09-20, 14:55–15:30 (Europe/Amsterdam), Escher
Data scientists and app developers today must deal with data coming from different regions around the world. Whether handling signup form data, scraping news articles, or building LLM pipelines, one of the most common types of unstructured text data seen today are names of people and addresses; however, conventions for how these are written are completely different depending on their country of origin. In this talk, intended for data scientists and non-technical stakeholders alike, I will provide an introduction to what these types of data can look like, a number of misconceptions about what they do or don't contain, and some examples for how to work with them.

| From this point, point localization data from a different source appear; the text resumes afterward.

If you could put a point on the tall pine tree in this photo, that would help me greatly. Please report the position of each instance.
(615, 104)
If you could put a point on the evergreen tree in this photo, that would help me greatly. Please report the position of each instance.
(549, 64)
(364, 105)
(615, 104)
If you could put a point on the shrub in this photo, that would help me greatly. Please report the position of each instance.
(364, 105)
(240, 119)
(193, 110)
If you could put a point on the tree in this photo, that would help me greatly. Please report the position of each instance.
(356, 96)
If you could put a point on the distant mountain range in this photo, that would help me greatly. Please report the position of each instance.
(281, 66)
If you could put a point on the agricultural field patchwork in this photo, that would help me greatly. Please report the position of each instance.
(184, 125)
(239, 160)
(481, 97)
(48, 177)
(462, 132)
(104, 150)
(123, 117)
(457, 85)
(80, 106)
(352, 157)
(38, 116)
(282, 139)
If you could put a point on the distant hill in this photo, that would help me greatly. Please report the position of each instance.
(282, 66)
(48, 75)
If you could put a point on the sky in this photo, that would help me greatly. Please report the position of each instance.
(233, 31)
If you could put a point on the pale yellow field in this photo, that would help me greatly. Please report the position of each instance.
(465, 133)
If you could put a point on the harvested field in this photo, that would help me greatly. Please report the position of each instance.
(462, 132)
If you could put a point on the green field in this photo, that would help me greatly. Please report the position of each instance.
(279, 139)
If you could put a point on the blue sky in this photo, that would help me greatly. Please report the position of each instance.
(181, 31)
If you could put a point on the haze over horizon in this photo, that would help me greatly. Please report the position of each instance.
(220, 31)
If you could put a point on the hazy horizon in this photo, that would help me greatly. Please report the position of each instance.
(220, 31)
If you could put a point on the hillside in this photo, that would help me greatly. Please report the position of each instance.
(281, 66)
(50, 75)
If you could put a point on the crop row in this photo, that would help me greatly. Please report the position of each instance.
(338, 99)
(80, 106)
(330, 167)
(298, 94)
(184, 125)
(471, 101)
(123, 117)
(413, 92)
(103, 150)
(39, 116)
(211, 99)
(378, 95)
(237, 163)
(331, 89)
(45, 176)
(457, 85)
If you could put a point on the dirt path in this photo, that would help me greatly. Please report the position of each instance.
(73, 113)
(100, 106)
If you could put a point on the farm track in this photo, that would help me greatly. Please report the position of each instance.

Everyone has preconceptions about what names and addresses look like, depending on where they are from. When building products or analyzing data involving people and places from other cultures, it is important to make sure that these biases don't cause things to break unexpectedly. This introduction to the world of names and addresses aims to walk listeners through the following:
- What names typically look like in western countries versus other regions of the world
- Assumptions about names that don't always hold true when looking around the world
- The standard format of addresses that we are used to in Europe/North America
- Where these address formats break down when going elsewhere
- Open source and proprietary tools that Python data scientists can use to process these data, including a demo of libraries including nominally and pypostal
- Rethinking why we want to parse names at all, and what alternatives we have
While the final sections will be lightly technical, the talk as a whole is meant to serve as an interesting overview to both technical and non-technical audiences, and is aimed at helping all of us build tools that work better for everyone.
Philip is the director of Blair Software, an Amsterdam-based AI consultancy specializing in NLP software. Originally from the United States, he spent nearly a decade doing applied research and development on NLP systems, and conducts a mixture of AI software development, AI corporate advisory work, and advising software companies of the impacts of transatlantic AI regulation for companies in Europe and the United States.